Example 3: Harmonic-rich loads - Data centers with >30% THD may require neutral conductor upsizing and K-factor transformers.
Frequently Asked Questions
Q: Why does cable grouping reduce current capacity?
A: Multiple cables in proximity reduce heat dissipation capability. The thermal derating factors in IEC 60364-5-52 account for reduced convection and radiation cooling paths. For example, 3-6 cables touching typically require 30% derating (Cg = 0.7).
Q: Should I use copper or aluminum conductors?
A: Copper offers 61% better conductivity (1.68 vs 2.65 μΩ·cm), smaller cross-section for same current, better corrosion resistance, but higher cost. Aluminum is lighter, cheaper, and common for large feeders (>70 mm²). Consider termination methods—aluminum requires antioxidant compound and specific torque procedures.
Q: What voltage drop limits should I follow?
A: Typical limits are 3% for feeders, 5% total from service to load (NEC 210.19). For sensitive equipment or motor starting, stricter limits (1-2%) may apply. UK regulations (BS 7671) recommend ≤5% for lighting, ≤4% for other uses.
Q: How does temperature affect calculations?
A: Conductor resistance increases approximately 0.4% per °C for copper. The calculator adjusts both resistivity (ρ) and derating factors. At 70°C, copper resistance is ~1.23× its 20°C value, increasing voltage drop proportionally.

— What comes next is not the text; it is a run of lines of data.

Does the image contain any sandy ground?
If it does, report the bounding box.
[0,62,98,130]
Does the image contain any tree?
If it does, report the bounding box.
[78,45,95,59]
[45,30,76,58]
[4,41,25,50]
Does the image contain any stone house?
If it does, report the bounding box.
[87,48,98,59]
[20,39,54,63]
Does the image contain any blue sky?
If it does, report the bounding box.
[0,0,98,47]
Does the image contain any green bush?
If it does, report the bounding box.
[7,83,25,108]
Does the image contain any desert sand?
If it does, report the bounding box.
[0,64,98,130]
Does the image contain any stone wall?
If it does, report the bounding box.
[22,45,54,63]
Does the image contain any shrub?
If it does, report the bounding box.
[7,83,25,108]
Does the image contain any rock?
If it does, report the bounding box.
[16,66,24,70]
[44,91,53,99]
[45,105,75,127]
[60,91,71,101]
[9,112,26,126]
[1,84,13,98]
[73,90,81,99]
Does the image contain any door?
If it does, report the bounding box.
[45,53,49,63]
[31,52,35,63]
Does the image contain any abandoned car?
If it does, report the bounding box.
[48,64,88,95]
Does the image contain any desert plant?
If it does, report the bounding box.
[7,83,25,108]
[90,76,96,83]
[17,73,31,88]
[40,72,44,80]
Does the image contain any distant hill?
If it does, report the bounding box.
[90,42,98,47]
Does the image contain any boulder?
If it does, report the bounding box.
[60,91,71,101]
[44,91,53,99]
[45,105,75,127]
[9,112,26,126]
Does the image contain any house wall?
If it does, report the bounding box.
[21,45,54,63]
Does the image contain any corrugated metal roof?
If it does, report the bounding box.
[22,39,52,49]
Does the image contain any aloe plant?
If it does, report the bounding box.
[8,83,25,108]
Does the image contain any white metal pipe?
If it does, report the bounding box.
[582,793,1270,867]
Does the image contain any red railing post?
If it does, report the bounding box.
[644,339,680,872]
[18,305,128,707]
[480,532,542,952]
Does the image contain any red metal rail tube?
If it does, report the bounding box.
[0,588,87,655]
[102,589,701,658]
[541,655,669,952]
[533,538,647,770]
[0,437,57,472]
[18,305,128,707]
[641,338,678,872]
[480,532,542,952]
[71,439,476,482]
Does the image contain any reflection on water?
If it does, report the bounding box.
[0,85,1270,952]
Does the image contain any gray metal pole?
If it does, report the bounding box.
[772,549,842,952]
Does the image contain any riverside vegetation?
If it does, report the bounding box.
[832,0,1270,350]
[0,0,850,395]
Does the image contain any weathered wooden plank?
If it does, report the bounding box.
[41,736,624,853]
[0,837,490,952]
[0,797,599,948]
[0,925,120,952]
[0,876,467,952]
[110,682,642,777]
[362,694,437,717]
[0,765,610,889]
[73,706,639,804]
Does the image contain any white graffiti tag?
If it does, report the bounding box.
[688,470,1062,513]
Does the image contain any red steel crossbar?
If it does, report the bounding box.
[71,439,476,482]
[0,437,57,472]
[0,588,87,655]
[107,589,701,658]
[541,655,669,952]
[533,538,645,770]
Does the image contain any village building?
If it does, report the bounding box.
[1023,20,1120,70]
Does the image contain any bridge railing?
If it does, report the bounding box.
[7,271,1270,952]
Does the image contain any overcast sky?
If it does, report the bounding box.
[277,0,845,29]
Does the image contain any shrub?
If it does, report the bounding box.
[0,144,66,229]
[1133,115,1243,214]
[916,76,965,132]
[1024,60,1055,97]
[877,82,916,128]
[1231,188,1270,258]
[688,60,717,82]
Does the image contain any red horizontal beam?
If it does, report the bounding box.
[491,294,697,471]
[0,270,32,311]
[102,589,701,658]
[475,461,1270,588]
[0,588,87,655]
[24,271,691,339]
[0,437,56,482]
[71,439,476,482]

Tool Limitations & Assumptions
- Steady-state conditions: Calculations assume continuous maximum load, not transient or cyclic loads
- Standard conductors: Based on IEC cable construction, not specialty or high-temperature cables
- Balanced three-phase: Assumes equal loading on all phases
- Power factor: Voltage drop calculations assume unity PF; inductive loads increase apparent voltage drop
- Skin & proximity effects: Neglected for cables below ~185 mm² at 50/60 Hz
- Earth return paths: Not considered for single-phase calculations
- Protective devices: Does not verify coordination with fuses, breakers, or RCDs
Last formula review: September 2025. Based on IEC 60364-5-52:2020 and BS 7671:2022.
Data Privacy & Technical Trust
This calculator performs all computations locally in your browser—no electrical parameters are transmitted to external servers. The algorithms implement industry-standard methods per:
- IEC 60364-5-52: Selection and erection of electrical equipment - Wiring systems
- BS 7671: Requirements for Electrical Installations (UK Wiring Regulations)
- IEEE Std 141: Recommended Practice for Electric Power Distribution
For mission-critical applications, always cross-reference with cable manufacturer datasheets and perform detailed studies using specialized software (ETAP, SKM, Amtech).